I do think that political and social change can begin with self-expression. In Adam Curtis’s documentary, The Century of the Self, he claims that powerful leaders feared Freud’s ideas of psychoanalysis. The fear was that citizens would begin to reflect on their own feelings and gain personal power. When we reflect on our thoughts and feelings we are forced to investigate the environmental and social conditions which we are experiencing. Leaders feared that the public would start to share their feelings, realize that they were experiencing the same injustices and therefore form groups of resistance. As a result of this fear, they began to repurpose psychoanalysis in order to manipulate citizens to maintain power relations and further exploit them. Repression has become a weapon for social control, so the weapon for the resistance is authentic self- expression.
On that note. Welcome to my Blog.
I have decided to start this blog to engage in more self-expression. While its effects on society as a whole are questionable, the psychological effects it has on individuals are irrefutable. As society is made up of individuals, I think our world would greatly benefit if everyone starting to be more authentic with themselves and others.

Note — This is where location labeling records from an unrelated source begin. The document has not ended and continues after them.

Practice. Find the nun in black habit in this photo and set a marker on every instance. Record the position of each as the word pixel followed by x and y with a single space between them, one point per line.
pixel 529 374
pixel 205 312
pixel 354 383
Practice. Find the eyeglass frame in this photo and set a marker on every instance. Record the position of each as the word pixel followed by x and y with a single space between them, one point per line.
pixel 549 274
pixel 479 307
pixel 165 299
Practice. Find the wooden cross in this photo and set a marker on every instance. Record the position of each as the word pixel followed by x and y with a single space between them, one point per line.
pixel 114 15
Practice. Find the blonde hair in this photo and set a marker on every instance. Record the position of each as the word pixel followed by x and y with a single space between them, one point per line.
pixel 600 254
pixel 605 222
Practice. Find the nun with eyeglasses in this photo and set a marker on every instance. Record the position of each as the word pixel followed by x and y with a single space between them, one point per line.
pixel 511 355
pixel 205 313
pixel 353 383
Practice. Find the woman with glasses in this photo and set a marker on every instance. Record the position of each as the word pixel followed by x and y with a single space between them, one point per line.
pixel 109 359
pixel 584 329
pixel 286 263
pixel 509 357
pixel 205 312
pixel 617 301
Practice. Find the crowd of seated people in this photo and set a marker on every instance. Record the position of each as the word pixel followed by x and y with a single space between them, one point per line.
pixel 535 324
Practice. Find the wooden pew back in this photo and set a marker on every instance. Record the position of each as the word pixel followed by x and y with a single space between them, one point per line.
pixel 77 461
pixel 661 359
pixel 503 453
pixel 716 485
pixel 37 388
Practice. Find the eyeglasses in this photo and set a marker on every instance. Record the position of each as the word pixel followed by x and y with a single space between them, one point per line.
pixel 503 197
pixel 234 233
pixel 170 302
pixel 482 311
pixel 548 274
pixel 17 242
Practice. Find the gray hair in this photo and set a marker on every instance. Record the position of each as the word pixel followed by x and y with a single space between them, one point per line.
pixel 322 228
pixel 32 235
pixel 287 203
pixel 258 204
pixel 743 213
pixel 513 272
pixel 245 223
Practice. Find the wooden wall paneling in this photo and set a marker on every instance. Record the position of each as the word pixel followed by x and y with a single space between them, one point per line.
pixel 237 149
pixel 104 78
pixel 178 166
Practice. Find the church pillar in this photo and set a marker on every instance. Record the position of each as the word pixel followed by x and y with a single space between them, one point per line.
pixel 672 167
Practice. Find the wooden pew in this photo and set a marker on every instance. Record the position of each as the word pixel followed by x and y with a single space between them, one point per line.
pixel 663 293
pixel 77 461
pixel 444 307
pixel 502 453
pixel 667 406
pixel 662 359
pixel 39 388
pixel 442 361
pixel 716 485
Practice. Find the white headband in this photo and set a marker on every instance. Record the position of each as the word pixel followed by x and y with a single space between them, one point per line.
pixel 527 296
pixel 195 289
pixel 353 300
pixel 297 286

As someone living in today’s economic and social climate, art is a low cost, potentially profitable avenue. Although it isn’t going to propel the type of social change that I ultimately hope to create. It will serve as a platform and foundation for me to reach these goals. As I suffer from nearsightedness, my future plans are quite blurry at the moment. But, I am hoping that this blog will allow me to do research and reflection that will ultimately teach me about my path. The blog will contain think pieces like this one, photography, personal writing, and guided meditations.